サボテン砦には各地にある砂上集落から赤肌のヨーグ人たちが集まっていた。彼らはツクサ人の使者を待ち望んでいた。砂の海の指導者たちが一同に会して話し合っていたのは初夏に襲い来るある危機に対してであった。
集まったヨーグ人が耳を傾ける中、ミーズはマスクでくぐもった声で言った。
「本年の砂獄返しを前倒して行いたいとの要望について、我々は準備を終えていないので了承できない」
ヨーグ人たちは言った。
「太陽の都が貢納を早めるように言ってきている。我々は対応しなくてはならない」
この要望に対して、ミーズは冷淡に回答した。
「殻の都は太陽の都の下位ではない。殻の都の政策決定を太陽の都のために変更することはない」
「砂の海は太陽の都の支配下にあるのだ。我々は逆らえないのだ」
「不可能は不可能。ただ事実を回答すればよろしい。無から有を生み出すことはできないのだ」
「さもなくば継承一門による海賊摘発が行われるのだ。我々の仲間が見せしめに牢獄の都送りとなる」
「あなた方が海賊行為をして自ら招いた危機について、殻の都は無関係だ」
大柄なヨーグ人に囲まれても、ミーズは少しも揺らがず、殻の都の使者としての立場を堅持した。

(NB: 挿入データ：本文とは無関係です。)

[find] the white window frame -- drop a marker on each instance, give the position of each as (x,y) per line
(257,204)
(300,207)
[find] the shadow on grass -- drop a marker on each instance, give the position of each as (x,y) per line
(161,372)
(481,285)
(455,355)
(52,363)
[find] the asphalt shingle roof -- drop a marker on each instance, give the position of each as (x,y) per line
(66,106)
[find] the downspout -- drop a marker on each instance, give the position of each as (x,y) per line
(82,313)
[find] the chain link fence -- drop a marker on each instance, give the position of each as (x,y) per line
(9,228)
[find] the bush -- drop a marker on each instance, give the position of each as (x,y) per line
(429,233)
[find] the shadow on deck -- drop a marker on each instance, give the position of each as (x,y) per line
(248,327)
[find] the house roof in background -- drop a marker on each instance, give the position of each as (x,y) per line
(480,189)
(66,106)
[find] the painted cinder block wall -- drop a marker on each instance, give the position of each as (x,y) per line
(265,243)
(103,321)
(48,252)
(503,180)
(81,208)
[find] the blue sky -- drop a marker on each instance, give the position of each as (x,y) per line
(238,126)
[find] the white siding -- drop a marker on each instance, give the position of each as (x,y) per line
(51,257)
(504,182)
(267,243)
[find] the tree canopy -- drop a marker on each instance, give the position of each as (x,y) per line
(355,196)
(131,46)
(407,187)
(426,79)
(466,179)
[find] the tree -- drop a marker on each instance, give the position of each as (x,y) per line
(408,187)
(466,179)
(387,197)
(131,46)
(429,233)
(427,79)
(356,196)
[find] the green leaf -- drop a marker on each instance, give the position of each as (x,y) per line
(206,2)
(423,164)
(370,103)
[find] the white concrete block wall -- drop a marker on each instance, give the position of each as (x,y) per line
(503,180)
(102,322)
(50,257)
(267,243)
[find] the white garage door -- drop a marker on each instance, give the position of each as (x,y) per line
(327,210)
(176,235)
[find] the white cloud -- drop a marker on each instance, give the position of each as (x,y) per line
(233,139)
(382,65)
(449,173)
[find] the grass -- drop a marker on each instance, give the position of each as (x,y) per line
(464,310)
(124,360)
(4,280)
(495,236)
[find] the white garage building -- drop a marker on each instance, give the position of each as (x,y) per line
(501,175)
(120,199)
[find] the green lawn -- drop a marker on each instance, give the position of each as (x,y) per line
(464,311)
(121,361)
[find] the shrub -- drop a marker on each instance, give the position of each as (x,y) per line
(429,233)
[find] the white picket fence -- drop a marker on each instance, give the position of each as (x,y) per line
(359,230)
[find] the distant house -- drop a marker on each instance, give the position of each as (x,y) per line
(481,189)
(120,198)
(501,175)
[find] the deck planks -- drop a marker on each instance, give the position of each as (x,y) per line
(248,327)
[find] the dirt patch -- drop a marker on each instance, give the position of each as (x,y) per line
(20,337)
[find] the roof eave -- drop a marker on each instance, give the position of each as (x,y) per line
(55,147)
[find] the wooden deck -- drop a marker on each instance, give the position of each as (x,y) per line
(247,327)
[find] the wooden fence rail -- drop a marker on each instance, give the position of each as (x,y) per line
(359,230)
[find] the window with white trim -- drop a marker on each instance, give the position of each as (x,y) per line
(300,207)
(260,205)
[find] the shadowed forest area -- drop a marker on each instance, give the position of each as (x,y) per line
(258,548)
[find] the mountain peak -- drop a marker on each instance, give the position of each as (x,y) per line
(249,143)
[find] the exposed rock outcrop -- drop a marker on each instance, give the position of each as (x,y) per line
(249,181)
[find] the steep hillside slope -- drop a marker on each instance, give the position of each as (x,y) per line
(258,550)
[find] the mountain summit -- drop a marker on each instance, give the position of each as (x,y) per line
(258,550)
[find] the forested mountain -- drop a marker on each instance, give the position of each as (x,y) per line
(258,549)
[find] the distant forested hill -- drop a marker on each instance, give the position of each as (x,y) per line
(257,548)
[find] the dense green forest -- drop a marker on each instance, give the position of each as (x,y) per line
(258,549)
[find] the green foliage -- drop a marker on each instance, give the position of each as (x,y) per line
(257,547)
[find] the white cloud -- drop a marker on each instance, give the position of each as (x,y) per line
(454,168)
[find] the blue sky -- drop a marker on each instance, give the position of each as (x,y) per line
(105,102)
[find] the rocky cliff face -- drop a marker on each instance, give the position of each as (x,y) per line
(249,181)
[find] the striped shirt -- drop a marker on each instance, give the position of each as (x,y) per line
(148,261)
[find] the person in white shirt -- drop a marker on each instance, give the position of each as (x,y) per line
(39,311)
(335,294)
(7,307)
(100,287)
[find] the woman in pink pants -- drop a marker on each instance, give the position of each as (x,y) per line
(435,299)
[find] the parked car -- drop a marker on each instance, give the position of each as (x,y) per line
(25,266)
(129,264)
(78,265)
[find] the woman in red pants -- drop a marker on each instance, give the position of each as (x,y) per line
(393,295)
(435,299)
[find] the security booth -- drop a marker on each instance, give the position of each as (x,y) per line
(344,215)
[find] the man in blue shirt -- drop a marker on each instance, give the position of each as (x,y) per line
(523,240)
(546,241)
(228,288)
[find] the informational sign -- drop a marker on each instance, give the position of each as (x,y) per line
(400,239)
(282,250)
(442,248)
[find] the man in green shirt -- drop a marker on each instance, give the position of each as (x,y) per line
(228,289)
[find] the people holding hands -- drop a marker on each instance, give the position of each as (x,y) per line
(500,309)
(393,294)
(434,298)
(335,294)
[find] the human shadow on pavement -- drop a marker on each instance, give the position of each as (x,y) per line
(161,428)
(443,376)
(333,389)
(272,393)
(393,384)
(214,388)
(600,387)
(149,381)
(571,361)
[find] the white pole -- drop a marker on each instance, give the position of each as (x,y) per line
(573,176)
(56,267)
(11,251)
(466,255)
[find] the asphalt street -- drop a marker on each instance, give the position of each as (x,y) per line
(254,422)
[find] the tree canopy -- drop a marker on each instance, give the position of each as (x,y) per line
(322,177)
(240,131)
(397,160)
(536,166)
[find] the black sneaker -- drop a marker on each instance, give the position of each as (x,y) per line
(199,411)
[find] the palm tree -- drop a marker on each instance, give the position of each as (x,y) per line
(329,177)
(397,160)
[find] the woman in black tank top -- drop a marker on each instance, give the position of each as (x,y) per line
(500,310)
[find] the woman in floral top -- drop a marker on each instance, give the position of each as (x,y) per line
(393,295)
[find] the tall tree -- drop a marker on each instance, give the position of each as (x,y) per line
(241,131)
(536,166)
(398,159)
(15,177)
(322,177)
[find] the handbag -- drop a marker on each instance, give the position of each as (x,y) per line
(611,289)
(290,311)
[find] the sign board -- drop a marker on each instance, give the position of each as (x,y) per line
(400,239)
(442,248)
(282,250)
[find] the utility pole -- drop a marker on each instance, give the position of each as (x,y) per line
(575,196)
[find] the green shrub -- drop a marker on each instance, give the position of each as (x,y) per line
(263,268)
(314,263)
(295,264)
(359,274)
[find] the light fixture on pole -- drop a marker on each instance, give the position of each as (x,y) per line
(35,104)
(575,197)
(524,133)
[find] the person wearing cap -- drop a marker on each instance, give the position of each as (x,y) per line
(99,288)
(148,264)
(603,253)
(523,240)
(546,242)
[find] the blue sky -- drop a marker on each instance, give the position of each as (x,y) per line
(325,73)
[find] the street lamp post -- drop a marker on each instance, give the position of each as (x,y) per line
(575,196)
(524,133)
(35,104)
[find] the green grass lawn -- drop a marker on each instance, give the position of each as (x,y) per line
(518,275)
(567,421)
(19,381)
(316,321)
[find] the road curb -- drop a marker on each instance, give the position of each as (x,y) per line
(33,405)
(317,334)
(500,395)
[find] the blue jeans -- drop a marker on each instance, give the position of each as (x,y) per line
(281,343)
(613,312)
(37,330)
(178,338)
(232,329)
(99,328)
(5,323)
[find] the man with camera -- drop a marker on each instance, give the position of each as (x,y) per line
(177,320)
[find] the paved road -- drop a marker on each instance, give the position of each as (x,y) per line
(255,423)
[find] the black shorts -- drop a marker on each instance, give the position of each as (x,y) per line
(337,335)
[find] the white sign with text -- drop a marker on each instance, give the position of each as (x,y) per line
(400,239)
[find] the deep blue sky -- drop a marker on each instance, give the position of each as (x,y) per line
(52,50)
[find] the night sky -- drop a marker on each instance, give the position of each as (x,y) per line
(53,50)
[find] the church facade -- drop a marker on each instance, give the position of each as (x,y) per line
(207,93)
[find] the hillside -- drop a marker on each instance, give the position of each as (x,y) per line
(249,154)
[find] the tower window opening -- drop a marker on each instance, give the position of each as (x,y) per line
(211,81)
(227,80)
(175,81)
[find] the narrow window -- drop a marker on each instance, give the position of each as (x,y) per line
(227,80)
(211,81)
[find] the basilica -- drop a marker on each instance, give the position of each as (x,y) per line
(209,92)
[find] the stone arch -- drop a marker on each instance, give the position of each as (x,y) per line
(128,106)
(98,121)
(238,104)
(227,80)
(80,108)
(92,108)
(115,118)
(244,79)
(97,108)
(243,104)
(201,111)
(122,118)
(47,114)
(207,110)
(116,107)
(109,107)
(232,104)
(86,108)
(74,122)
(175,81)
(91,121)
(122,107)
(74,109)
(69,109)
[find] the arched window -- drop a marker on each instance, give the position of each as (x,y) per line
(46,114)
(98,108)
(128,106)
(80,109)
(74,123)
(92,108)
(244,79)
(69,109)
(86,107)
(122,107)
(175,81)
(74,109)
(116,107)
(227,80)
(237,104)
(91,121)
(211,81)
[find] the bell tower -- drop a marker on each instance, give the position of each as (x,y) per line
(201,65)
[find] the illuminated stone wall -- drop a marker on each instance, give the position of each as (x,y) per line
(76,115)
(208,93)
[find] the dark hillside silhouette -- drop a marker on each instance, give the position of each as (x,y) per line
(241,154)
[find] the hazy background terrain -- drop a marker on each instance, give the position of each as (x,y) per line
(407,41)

不動の様子を見せていたミーズに徐に近づいたのはネビウスであった。ミーズが椅子に座ったままで見上げると、ネビウスは彼の頭を書簡でパコンと叩いた。ミーズはひどく驚いて、椅子から転げ落ちた。危うくマスクが外れそうになったが、彼はそれだけは死守した。ネビウスは手厳しかった。
「一つ貸しにするくらいの器を見せなさいよ!」
ミーズは起き上がってネビウスに吠えた。
「乱暴者め! 私は使者だぞ!」
「何にもしない、予定通りって言いに来たのが使者だってわけ? ご立派な仕事だわ!」
ネビウスはこの発言によって砂の海のヨーグ人を援護していたのだが、当のヨーグ人たちは引いてしまっていた。彼らは荒くれ者が多いにもかかわらず、ツクサ人に対しては強く出られなかった。話題となっている砂獄返しという行事はツクサ人の協力なくして成立しないからである。
ミーズはマスクを押さえながら「なんという屈辱か」とぶつぶつ言いながら、会議の行われていた広間から出ていった。
ヨーグ人たちはネビウスに詰め寄って「ツクサ人の期限を損ねるな」「なんてことをしてくれた」と罵ったが、ネビウスは悪びれることなくからっとした笑顔になって「私は連中をやりこめるのは得意なのよ」と言った。